Restored Linux VM's with Veeam 4 Corrupt

Post by **tsightler** » Nov 14, 2009 5:36 am this post

[Updated by Gostev on Nov 22th]

It has come to my attention that competition is trying to spread FUD and make big deal over this issue, while in fact it is not a big deal.
1. Backups are NOT corrupted.
2. You can only run into this issue with NON-DEFAULT restore mode, in 1 restore mode of 3 existing modes.
3. Despite what competition may be claiming, there is no actual user data loss or corruption - VM will still boot and work.

The only real issue is OS and file system check tools complaining about unexpected content of the unused disk blocks. Linux ext3 file system and disk test tools merely suspect a problem seeing unused blocks being non-zeroed, and warn about this. This is specific to certain file systems only, for example, Windows NTFS considers this situation absolutely normal.

[Updated by Gostev on Nov 18th]

Issue summary:

What IS NOT affected
1. Actual backups are not corrupted.
2. Guest OS file level restore is not affected.
3. VM file level restore (VMX, VMDK) is not affected.
4. Entire VM restore with registration for Windows VMs is not affected.
5. Entire VM restore for Linux VMs in the default (agentless) restore mode is not affected.

What IS affected
Entire VM restore for Linux VMs in agent-based mode (used for ESX hosts for which you have purposely enabled service console agent-based operations in the host settings) is affected in the following way:
• All VMDK blocks containing actual data are restored properly (there is no data corruption/loss).
• All VMDK blocks without data are not zeroed and will contain data that was previously stored in the corresponding VMFS blocks. Thus, issue is not reproducible when restoring to "clean" VMFS datastore.
• VM boots up and runs fine, but OS may complain about file system integrity issues.
• Disk check tools like fsck may complain about file system integrity issues if forced to check the whole disk.

Cause
Unlike Windows NTFS, some Linux file systems and disk test tools expect the unused disk blocks to be zeroed, while treating and reporting non-zeroed disk blocks as potential disk data corruption issue.

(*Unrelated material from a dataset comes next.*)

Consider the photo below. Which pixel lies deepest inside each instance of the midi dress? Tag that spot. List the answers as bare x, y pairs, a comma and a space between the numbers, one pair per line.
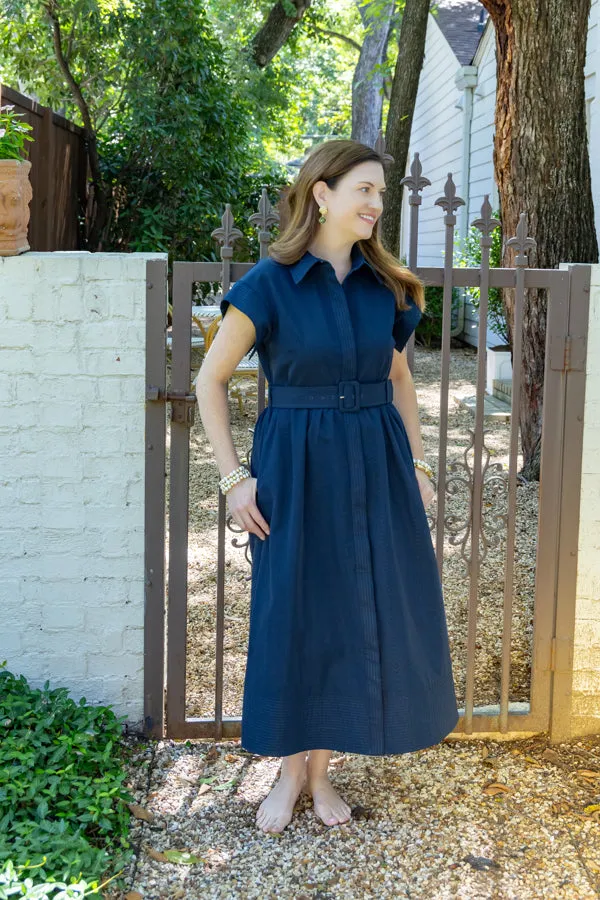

Fix for Veeam Backup 4.0 is available through support. The fix is included in Veeam Backup 4.1 (scheduled for release in Dec 09).

Original post:

OK, I've got a MAJOR issue. Last week we had to restore a couple of RHEL5 VM's. The process seemed to go OK, the systems restored and booted without a problem and the machines seemed perfectly fine. Today, an administrator of one of the systems started getting filesystem errors and reported them to me. At first it looked like some minor corruption so I rebooted to a rescue CD to run an 'fsck' on the filesystems. This was disasterous. Each and every filesystem reported tons and tons of corruption, so bad that it was uncorrectable.

Because this was a development system on which we were doing testing with Oracle cluster services I didn't think too much of it. They had been through panic reboots and were running Oracle modules that weren't supported by Redhat. That being said, it did cause me some concern so I decided to preform a restore of one of our smaller, mostly inactive linux system and run an 'fsck' on the restored volume. Guess what? It showed the massive corruption as well. It appears that something that is part of the Veeam restore process is causing subtle corruption of the restored VMDK.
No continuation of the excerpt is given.